United Airlines took a public approach telling all employees they expect to need fewer staff going forward and releasing the letter to media.
Southwest was more circumspect, holding private discussions with union leaders about how to avoid layoffs in the fall. They told unions that without concessions they expect to have to furlough employees.
The Transportation Workers Union, which represents Southwest’s flight attendants; flight crew training instructors; dispatchers and meteorlogists; ramp, operations, provisioning and freight agents went public with a rejection.
April 16, 2020
Gary Kelly, President
2702 Love Field Drive
Dallas, Texas 75235
I’ve been informed that last week Southwest requested that the Transport Workers Union (TWU) represented Locals, 550, 555, 556 and 557 open and/or negotiate concessions into our members’ contracts. While we certainly understand that Southwest management wants to explore how the company moves forward, the TWU has no interest in regressing from our current negotiated contracts. We have no interest in concessions. We have fought for years to improve our members’ livelihoods and we will robustly continue to do so.

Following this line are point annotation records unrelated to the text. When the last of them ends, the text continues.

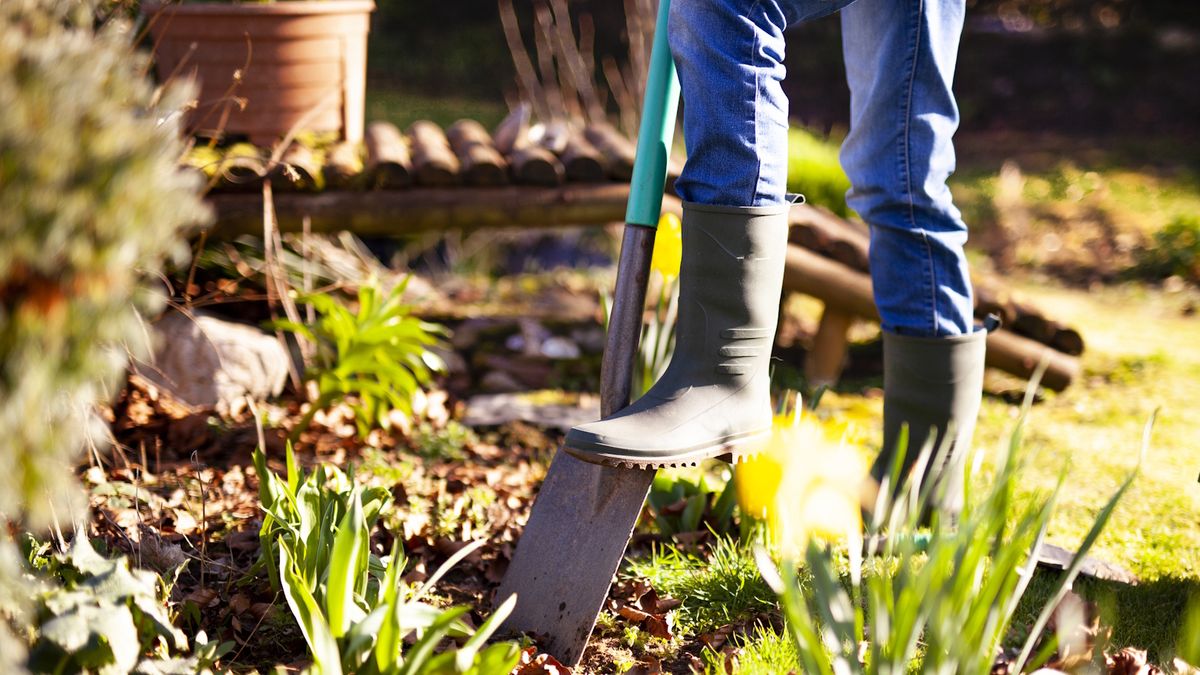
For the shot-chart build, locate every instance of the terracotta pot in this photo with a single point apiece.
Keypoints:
(294, 64)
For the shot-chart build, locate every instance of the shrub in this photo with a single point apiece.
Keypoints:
(814, 171)
(376, 357)
(94, 204)
(354, 611)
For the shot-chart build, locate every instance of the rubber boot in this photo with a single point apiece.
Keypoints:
(934, 386)
(714, 396)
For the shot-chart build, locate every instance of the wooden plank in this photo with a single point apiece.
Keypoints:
(823, 363)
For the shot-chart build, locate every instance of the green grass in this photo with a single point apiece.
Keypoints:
(715, 591)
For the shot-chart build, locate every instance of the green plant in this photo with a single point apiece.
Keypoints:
(814, 169)
(351, 629)
(945, 598)
(305, 512)
(376, 357)
(679, 505)
(97, 614)
(93, 207)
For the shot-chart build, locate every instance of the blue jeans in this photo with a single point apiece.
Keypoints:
(900, 58)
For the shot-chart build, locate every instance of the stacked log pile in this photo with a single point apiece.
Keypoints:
(427, 178)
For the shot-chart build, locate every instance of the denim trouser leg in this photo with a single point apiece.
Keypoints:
(899, 61)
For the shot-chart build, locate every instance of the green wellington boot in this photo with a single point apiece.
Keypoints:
(933, 384)
(714, 396)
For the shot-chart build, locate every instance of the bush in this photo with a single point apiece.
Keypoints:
(94, 204)
(1175, 251)
(376, 357)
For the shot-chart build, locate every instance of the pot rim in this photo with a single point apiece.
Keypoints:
(281, 7)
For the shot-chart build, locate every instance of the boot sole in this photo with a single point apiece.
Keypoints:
(732, 449)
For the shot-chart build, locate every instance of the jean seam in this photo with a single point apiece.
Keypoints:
(757, 94)
(918, 34)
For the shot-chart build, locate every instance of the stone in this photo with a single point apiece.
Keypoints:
(205, 362)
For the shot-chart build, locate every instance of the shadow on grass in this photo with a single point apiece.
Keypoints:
(1150, 615)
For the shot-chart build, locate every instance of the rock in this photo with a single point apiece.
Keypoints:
(546, 408)
(210, 363)
(499, 381)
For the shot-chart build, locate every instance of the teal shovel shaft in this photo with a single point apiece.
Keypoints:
(654, 137)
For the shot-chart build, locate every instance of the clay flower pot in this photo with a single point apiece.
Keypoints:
(295, 64)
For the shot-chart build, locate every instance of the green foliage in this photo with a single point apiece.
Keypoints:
(102, 616)
(93, 205)
(449, 442)
(305, 512)
(1175, 250)
(376, 358)
(814, 171)
(679, 505)
(353, 610)
(947, 597)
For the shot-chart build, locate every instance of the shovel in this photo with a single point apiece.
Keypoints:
(585, 513)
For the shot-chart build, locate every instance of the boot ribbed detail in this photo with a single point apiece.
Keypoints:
(934, 386)
(714, 395)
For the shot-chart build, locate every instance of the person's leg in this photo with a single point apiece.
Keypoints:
(900, 59)
(715, 393)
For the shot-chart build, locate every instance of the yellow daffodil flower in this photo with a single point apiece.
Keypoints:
(667, 246)
(805, 482)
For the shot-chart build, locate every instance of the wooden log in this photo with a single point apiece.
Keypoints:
(534, 165)
(241, 168)
(481, 165)
(435, 165)
(298, 168)
(1068, 341)
(582, 162)
(389, 163)
(823, 363)
(343, 166)
(850, 291)
(617, 150)
(425, 209)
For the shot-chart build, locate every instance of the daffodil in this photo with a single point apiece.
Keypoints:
(667, 246)
(805, 482)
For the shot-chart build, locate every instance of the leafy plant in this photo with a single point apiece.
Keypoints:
(305, 512)
(945, 598)
(352, 608)
(376, 358)
(657, 342)
(93, 208)
(679, 505)
(347, 638)
(105, 616)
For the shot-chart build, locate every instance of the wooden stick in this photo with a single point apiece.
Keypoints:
(343, 166)
(388, 160)
(481, 163)
(533, 165)
(435, 163)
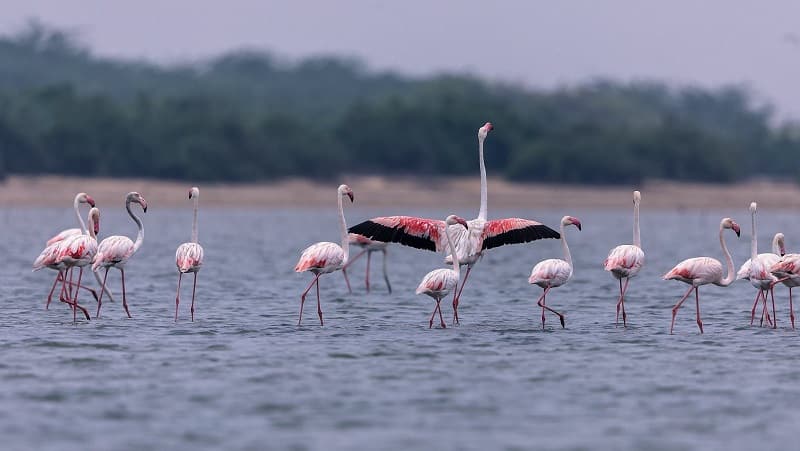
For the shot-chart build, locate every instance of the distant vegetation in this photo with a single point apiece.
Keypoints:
(248, 115)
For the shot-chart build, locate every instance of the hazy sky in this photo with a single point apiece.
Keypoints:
(539, 43)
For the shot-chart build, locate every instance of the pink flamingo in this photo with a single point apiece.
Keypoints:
(787, 270)
(703, 270)
(189, 256)
(439, 282)
(116, 250)
(758, 274)
(74, 250)
(325, 257)
(482, 234)
(367, 246)
(625, 260)
(554, 272)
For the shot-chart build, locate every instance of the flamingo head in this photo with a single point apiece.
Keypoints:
(453, 220)
(778, 242)
(728, 223)
(571, 220)
(483, 131)
(83, 198)
(133, 196)
(345, 190)
(94, 219)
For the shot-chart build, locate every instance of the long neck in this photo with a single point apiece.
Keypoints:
(637, 240)
(140, 235)
(456, 264)
(194, 221)
(567, 255)
(753, 238)
(78, 215)
(343, 227)
(731, 274)
(482, 213)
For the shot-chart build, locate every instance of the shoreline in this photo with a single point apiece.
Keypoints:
(380, 191)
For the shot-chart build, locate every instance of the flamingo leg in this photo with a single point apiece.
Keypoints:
(124, 298)
(319, 306)
(697, 304)
(458, 295)
(194, 287)
(677, 306)
(386, 273)
(102, 290)
(178, 295)
(303, 297)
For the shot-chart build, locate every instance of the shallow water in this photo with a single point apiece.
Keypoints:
(244, 376)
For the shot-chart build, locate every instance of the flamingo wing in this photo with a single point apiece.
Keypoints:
(499, 232)
(410, 231)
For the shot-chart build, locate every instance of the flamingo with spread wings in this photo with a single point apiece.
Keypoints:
(482, 234)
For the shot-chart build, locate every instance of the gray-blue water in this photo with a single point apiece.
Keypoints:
(244, 376)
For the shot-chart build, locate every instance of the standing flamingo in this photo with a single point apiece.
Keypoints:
(325, 257)
(554, 272)
(72, 251)
(482, 234)
(79, 251)
(367, 246)
(189, 256)
(699, 271)
(625, 260)
(760, 275)
(439, 282)
(787, 270)
(114, 251)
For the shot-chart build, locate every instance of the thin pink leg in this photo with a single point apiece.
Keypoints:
(102, 290)
(697, 303)
(178, 296)
(677, 306)
(194, 287)
(319, 306)
(124, 298)
(458, 296)
(303, 297)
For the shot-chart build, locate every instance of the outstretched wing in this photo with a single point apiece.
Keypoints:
(514, 231)
(410, 231)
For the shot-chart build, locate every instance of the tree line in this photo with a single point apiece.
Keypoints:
(249, 116)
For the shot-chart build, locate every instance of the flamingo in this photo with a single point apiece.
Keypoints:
(367, 246)
(759, 275)
(482, 234)
(625, 260)
(554, 272)
(189, 256)
(699, 271)
(439, 282)
(787, 270)
(73, 250)
(116, 250)
(325, 257)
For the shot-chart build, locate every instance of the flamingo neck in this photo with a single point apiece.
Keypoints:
(731, 274)
(484, 190)
(194, 221)
(564, 247)
(140, 235)
(456, 264)
(75, 206)
(637, 239)
(343, 228)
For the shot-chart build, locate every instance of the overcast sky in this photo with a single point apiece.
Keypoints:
(539, 43)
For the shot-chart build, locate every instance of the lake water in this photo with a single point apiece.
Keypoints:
(244, 376)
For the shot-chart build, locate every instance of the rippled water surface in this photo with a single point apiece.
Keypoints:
(244, 376)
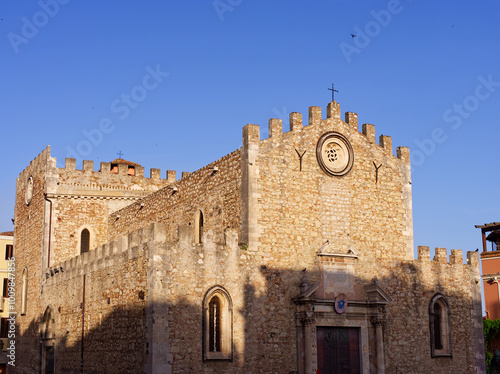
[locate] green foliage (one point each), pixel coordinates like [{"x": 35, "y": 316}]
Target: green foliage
[
  {"x": 491, "y": 327},
  {"x": 488, "y": 358}
]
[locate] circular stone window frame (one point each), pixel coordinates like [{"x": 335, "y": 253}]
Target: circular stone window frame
[
  {"x": 339, "y": 139},
  {"x": 28, "y": 193}
]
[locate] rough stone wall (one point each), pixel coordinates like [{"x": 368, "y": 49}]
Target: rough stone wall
[
  {"x": 215, "y": 192},
  {"x": 411, "y": 286},
  {"x": 293, "y": 212},
  {"x": 28, "y": 243},
  {"x": 295, "y": 209},
  {"x": 113, "y": 308},
  {"x": 265, "y": 220},
  {"x": 85, "y": 198}
]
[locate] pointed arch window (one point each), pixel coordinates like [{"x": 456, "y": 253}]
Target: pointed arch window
[
  {"x": 440, "y": 326},
  {"x": 217, "y": 325},
  {"x": 198, "y": 227},
  {"x": 24, "y": 292},
  {"x": 84, "y": 241}
]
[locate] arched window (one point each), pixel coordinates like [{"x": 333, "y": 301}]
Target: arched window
[
  {"x": 24, "y": 292},
  {"x": 85, "y": 241},
  {"x": 47, "y": 338},
  {"x": 214, "y": 325},
  {"x": 217, "y": 325},
  {"x": 440, "y": 326},
  {"x": 198, "y": 228}
]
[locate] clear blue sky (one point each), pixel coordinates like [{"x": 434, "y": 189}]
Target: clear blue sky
[{"x": 425, "y": 72}]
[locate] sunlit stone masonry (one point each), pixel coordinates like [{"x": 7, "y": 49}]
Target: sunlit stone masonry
[{"x": 292, "y": 254}]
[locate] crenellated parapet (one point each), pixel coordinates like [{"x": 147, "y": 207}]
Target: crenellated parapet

If the company is interested in discussing a seniority based voluntary early out, a paid leave program, or other non concessionary options, which present our members with voluntary opportunities – we are certainly willing to listen. We believe the long term savings from these types of voluntary actions can easily exceed the cost savings you recently proposed. Furthermore, the grant money Southwest Airlines is receiving from the CARES Act now provides you with the necessary time to rethink your ill-advised proffer of contract concessions. On balance, we believe Southwest Airlines is the best positioned and most financially viable airline in the United States and to make a concessionary demand of the TWU is totally unwarranted.
The Transport Workers Union of America, and our Local union leaders at Southwest, stand ready to discuss our proposed non concessionary solutions. Let us know if you want to pursue that conversation.
John Samuelsen Mike Mayes
Southwest’s mechanics, who worked to disrupt the airline’s operations a year ago before getting a new contract, are represented by the Aircraft Mechanics Fraternal Association not by TWU and not covered by this letter.
Interestingly it’s AMFA that’s perhaps most famous for “full pay until the last day” stances – no concessions, even if it brings down the company. TWU-IAM has criticized AMFA for it in part because the position hasn’t had credibility. TWU’s current head though believes in confrontation as a bargaining tactic.
In this case however what to expect isn’t the demise of Southwest, it’s a choice between letting some workers go or lowering labor costs. Depending on how the airline industry recovers (or doesn’t) it could mean both.
I expect we’re going to see 5 months of posturing, because the federal government has taken away any credibility of the threat of furloughs until October 1 as a requirement of the bailout. As a result there’s no reason for unions to agree to concessions now, and they can wait and see how the world develops.
Southwest might argue that earlier concessions would leave the company in better shape, reducing the pressure for layoffs and the need for even deeper cuts later. However there’s no reason to believe that savings between now and the fall would be used entirely to offset required deeper savings later.